What I remember is that libssearch (or whatever that thing Harald was
looking at) did it differently (callback invoked and it return a code
which said to continue or not).
Same for my infrastructure with the difference that libqsearch uses
a single input buffer so no chance for non-linear data.
hm, i don't understand quite well, i bet that libqsearch was already
fragment-aware. Anyway the main difference is that libqsearch wasn't
designed to be used in user space so, for example, it needed a complete
rework to reduce dynamic memory allocations.
Also the design should (I think you do already, just double checking) -
should be wary of optimizing for a specific algorithmn; i see you have
KMP but not Boyer-Moore for example and i am not sure what the
repurcassions of above approach are etc etc.
This is a weakness of the current implementation, it could be
addresses via the other method that I proposed. The current patch
doesn't allow for random access over fragment borders which means
that Boyer-Moore would require a temporary buffer with a size of
the pattern length in order to do random access over multiple
fragments. However, I haven't seen any infrastructure yet that can
handle non-linear data with bm wihout a complete prefetch in the
beginning though. You could still implement a bm by either using a
naive search at the borders or simply define the limitation that you
can only look at the first fragment so you'd have to linearize.
For small pattern and long packets, such pattern searching on the
fragment borders doesn't really hurt the performance. Anyway the matter
of having several algorithms will let users choose that one that suits
better their needs.
boyer-moore (BM) and other variants are definitely a must to have. I'm
still reading some papers about string matching and practical
applications (p2p traffic recognition based on string matching, ids, etc
etc) and the most interesting practical results come always from the use
of BM friends.
I think the best approach would be to first linearize then search.

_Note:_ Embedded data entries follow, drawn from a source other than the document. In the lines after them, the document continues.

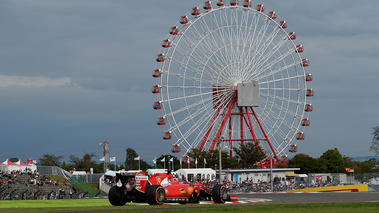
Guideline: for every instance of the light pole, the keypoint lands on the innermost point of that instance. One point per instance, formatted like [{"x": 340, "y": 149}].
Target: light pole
[
  {"x": 219, "y": 157},
  {"x": 272, "y": 180}
]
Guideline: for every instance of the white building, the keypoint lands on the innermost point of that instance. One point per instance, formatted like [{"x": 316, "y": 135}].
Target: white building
[{"x": 258, "y": 175}]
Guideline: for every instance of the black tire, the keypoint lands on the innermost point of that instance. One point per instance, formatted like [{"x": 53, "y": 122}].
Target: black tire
[
  {"x": 155, "y": 195},
  {"x": 219, "y": 194},
  {"x": 116, "y": 196}
]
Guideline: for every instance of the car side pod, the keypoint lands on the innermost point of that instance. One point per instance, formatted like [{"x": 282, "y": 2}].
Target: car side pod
[
  {"x": 116, "y": 196},
  {"x": 219, "y": 194},
  {"x": 155, "y": 195}
]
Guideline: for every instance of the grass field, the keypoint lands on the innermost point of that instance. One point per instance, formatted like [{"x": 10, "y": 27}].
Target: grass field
[{"x": 102, "y": 205}]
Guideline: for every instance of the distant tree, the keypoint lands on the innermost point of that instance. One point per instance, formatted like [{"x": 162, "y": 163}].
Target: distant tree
[
  {"x": 365, "y": 171},
  {"x": 13, "y": 160},
  {"x": 332, "y": 160},
  {"x": 306, "y": 163},
  {"x": 85, "y": 163},
  {"x": 51, "y": 160},
  {"x": 375, "y": 141},
  {"x": 248, "y": 154},
  {"x": 348, "y": 161}
]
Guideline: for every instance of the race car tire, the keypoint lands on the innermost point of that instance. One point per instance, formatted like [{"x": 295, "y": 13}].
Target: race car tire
[
  {"x": 116, "y": 197},
  {"x": 155, "y": 195},
  {"x": 219, "y": 194}
]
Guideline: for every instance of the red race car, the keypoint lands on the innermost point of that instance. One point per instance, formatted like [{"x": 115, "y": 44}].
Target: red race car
[{"x": 161, "y": 188}]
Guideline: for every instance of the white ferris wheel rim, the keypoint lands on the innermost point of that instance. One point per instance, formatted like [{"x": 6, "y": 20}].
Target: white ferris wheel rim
[{"x": 193, "y": 62}]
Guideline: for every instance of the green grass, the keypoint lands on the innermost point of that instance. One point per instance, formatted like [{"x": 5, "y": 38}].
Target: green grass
[{"x": 88, "y": 205}]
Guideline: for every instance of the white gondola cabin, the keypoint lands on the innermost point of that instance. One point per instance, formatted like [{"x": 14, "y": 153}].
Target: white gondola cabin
[
  {"x": 283, "y": 24},
  {"x": 292, "y": 35},
  {"x": 305, "y": 62},
  {"x": 308, "y": 108},
  {"x": 195, "y": 11},
  {"x": 166, "y": 43},
  {"x": 161, "y": 57},
  {"x": 272, "y": 15},
  {"x": 247, "y": 3},
  {"x": 157, "y": 73},
  {"x": 305, "y": 122},
  {"x": 174, "y": 30},
  {"x": 234, "y": 2},
  {"x": 260, "y": 8},
  {"x": 207, "y": 5},
  {"x": 161, "y": 121},
  {"x": 167, "y": 135},
  {"x": 300, "y": 136},
  {"x": 157, "y": 105},
  {"x": 292, "y": 148},
  {"x": 310, "y": 92},
  {"x": 220, "y": 3},
  {"x": 308, "y": 77},
  {"x": 184, "y": 20},
  {"x": 299, "y": 48},
  {"x": 175, "y": 149},
  {"x": 156, "y": 89}
]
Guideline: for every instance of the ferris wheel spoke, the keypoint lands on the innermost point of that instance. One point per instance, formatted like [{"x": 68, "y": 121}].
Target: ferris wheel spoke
[
  {"x": 200, "y": 59},
  {"x": 287, "y": 100},
  {"x": 208, "y": 57},
  {"x": 275, "y": 60},
  {"x": 277, "y": 70}
]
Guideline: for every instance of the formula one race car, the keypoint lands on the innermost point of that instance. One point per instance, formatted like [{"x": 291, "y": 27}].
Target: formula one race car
[{"x": 161, "y": 188}]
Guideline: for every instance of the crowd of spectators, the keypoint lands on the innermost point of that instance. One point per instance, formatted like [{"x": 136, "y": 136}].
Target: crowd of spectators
[
  {"x": 251, "y": 187},
  {"x": 28, "y": 184}
]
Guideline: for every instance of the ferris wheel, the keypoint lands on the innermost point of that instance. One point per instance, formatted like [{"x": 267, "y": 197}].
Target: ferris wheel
[{"x": 231, "y": 74}]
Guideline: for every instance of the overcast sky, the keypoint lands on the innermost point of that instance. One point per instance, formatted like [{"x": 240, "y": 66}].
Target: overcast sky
[{"x": 75, "y": 73}]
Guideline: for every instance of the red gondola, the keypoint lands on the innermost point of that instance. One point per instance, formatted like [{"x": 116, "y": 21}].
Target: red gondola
[
  {"x": 308, "y": 108},
  {"x": 300, "y": 136},
  {"x": 292, "y": 35},
  {"x": 207, "y": 5},
  {"x": 166, "y": 43},
  {"x": 308, "y": 77},
  {"x": 157, "y": 105},
  {"x": 161, "y": 57},
  {"x": 234, "y": 2},
  {"x": 293, "y": 148},
  {"x": 247, "y": 3},
  {"x": 220, "y": 3},
  {"x": 272, "y": 15},
  {"x": 184, "y": 20},
  {"x": 305, "y": 122},
  {"x": 299, "y": 48},
  {"x": 284, "y": 159},
  {"x": 167, "y": 135},
  {"x": 305, "y": 62},
  {"x": 310, "y": 92},
  {"x": 175, "y": 149},
  {"x": 185, "y": 159},
  {"x": 195, "y": 11},
  {"x": 161, "y": 121},
  {"x": 156, "y": 89},
  {"x": 157, "y": 73},
  {"x": 260, "y": 8},
  {"x": 283, "y": 24},
  {"x": 174, "y": 30}
]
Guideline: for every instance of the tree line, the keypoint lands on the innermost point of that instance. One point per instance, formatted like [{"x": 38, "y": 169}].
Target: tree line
[{"x": 245, "y": 156}]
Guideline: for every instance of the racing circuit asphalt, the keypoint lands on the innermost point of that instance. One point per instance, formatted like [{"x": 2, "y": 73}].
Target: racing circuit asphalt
[{"x": 314, "y": 197}]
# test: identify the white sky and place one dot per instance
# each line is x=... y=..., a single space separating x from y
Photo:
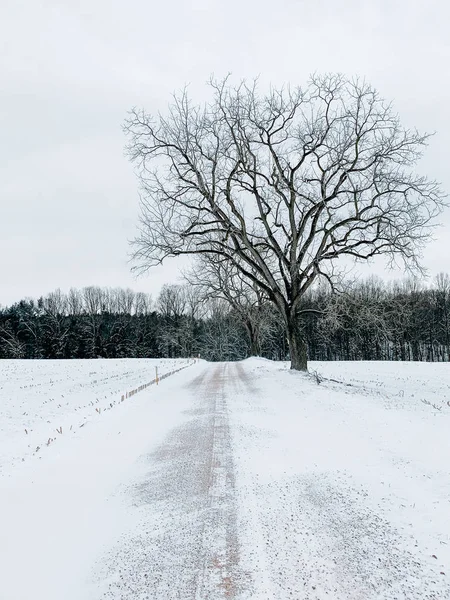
x=69 y=71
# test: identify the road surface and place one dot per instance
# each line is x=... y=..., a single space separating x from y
x=240 y=481
x=229 y=510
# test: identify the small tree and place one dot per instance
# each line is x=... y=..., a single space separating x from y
x=282 y=186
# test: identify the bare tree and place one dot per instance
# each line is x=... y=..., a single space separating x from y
x=218 y=278
x=282 y=186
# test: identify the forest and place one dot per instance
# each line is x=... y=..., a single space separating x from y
x=368 y=320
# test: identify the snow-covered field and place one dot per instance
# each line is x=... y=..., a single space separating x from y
x=43 y=400
x=232 y=480
x=346 y=484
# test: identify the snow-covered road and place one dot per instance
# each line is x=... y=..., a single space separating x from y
x=243 y=481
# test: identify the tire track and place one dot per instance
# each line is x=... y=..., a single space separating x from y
x=186 y=546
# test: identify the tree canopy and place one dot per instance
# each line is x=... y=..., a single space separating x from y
x=282 y=185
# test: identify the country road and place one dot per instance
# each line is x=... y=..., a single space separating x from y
x=242 y=481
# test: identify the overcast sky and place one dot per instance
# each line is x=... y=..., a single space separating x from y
x=70 y=70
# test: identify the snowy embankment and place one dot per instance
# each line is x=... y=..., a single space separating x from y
x=344 y=485
x=42 y=401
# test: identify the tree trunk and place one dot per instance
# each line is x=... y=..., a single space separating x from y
x=297 y=345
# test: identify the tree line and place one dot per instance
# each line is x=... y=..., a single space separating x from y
x=369 y=320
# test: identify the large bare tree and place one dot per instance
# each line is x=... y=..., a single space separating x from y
x=218 y=278
x=281 y=185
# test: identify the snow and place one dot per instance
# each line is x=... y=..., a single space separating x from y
x=235 y=480
x=57 y=508
x=39 y=397
x=349 y=484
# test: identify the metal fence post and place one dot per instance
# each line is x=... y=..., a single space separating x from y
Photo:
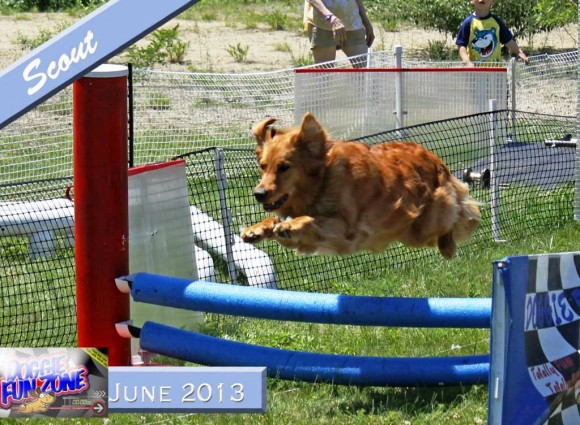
x=222 y=183
x=399 y=111
x=494 y=185
x=513 y=78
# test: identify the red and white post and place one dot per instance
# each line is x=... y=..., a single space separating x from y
x=101 y=208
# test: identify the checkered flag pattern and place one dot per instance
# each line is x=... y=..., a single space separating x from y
x=552 y=334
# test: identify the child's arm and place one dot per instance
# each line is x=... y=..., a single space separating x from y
x=465 y=57
x=517 y=51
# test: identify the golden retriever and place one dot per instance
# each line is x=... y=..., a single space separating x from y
x=336 y=197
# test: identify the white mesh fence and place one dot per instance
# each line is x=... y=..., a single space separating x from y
x=179 y=112
x=353 y=103
x=548 y=84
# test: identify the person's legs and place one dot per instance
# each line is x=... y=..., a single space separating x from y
x=322 y=45
x=355 y=45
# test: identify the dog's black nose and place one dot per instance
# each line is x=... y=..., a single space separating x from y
x=260 y=194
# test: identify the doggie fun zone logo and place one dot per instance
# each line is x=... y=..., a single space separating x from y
x=51 y=383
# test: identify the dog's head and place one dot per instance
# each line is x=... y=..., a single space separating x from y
x=291 y=163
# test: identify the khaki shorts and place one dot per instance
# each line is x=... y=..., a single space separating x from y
x=324 y=38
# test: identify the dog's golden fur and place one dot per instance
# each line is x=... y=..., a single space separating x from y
x=337 y=197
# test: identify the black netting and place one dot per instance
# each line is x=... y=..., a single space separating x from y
x=530 y=184
x=530 y=189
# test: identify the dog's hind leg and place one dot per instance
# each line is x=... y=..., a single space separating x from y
x=447 y=245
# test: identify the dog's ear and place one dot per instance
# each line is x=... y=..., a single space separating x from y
x=262 y=131
x=313 y=135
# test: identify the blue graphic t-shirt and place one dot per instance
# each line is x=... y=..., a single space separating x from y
x=483 y=37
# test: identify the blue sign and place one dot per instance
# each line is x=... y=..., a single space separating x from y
x=79 y=49
x=163 y=389
x=535 y=359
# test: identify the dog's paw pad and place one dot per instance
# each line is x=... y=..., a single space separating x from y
x=282 y=231
x=252 y=236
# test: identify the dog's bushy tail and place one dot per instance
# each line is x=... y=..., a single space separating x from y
x=469 y=214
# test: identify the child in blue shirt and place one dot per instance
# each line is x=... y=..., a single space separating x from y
x=481 y=35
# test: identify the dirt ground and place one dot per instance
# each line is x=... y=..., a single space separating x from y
x=267 y=49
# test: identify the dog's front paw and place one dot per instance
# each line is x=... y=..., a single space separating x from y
x=253 y=234
x=260 y=231
x=285 y=230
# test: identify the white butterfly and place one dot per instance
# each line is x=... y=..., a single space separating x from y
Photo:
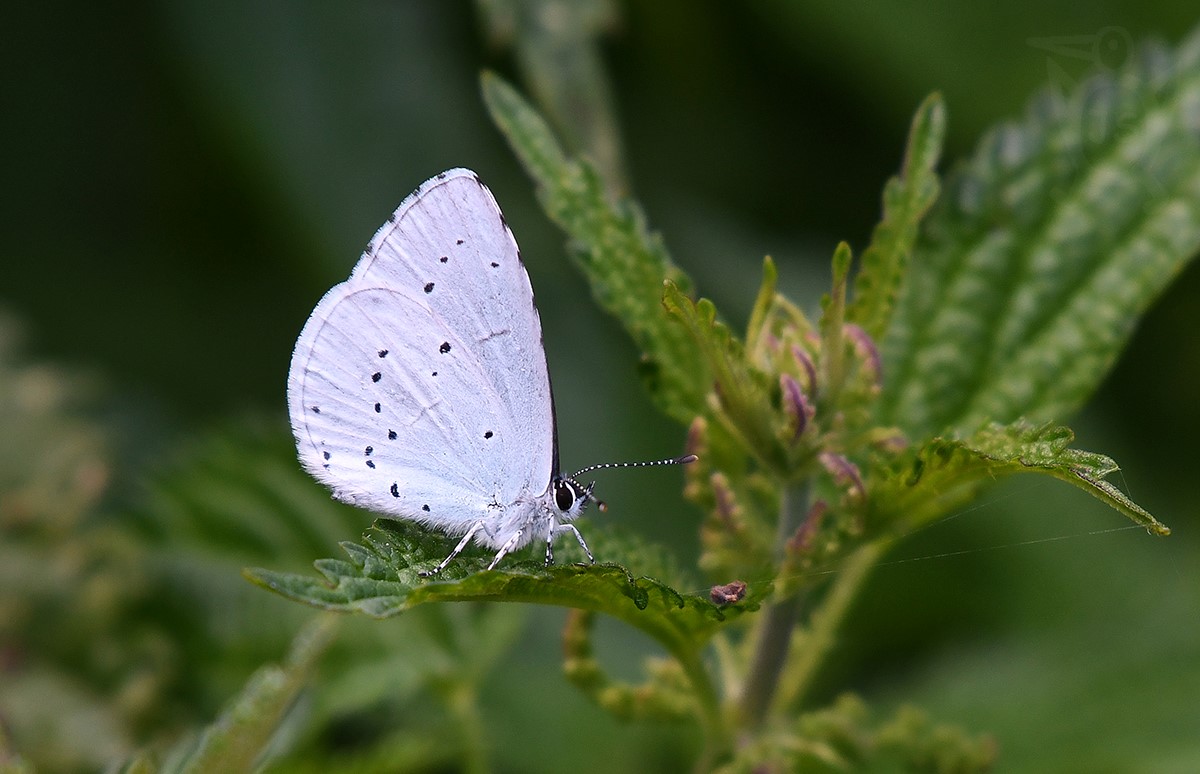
x=419 y=387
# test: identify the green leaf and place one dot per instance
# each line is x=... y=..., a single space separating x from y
x=947 y=471
x=742 y=391
x=1044 y=250
x=382 y=579
x=906 y=198
x=240 y=737
x=624 y=263
x=557 y=48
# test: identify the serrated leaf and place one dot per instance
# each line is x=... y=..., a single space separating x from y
x=947 y=471
x=1044 y=250
x=624 y=263
x=394 y=552
x=239 y=738
x=741 y=389
x=906 y=198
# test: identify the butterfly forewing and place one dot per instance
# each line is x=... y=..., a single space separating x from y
x=419 y=387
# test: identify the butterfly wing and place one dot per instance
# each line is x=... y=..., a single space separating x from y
x=419 y=387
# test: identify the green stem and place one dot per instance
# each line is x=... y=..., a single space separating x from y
x=778 y=622
x=463 y=703
x=805 y=657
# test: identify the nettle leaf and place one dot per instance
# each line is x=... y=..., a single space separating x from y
x=1045 y=247
x=622 y=259
x=906 y=198
x=381 y=579
x=240 y=738
x=742 y=395
x=947 y=471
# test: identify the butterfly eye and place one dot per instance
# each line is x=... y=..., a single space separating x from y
x=565 y=495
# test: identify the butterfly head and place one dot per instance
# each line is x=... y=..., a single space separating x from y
x=571 y=497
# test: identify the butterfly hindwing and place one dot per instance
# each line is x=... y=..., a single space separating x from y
x=419 y=387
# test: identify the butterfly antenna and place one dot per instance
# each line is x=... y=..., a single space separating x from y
x=683 y=460
x=651 y=463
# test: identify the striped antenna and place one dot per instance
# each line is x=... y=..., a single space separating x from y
x=683 y=460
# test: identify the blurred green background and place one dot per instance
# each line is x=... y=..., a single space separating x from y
x=184 y=179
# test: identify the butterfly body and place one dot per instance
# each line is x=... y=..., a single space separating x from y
x=419 y=387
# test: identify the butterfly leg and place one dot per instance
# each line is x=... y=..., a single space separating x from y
x=457 y=550
x=559 y=529
x=508 y=546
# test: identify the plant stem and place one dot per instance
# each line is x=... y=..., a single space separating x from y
x=805 y=659
x=778 y=622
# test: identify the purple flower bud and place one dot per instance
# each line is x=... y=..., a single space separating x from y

This is what I'm trying to avoid. ;->
sure, agree with Thomas.
Netfilter used to follow this approach in early 2.6 kernels and Patrick
McHardy demostrated with some oprofile stuff that skb_copy_bits
decreased performance.
I'm not familiar with those problems jamal has mentioned though, could
they really affect the string matching infrastructure in some way? I
truly prefer avoiding linearizing skb's.
The only other comment i have is on the patch you called naive regexp;
I think you should probably call it something else instead of regexp
since you invented it.
I was never good at names, any suggestions?
nor me, i'd propose flamenco-dancing-regexp ;->.
--
Pablo
|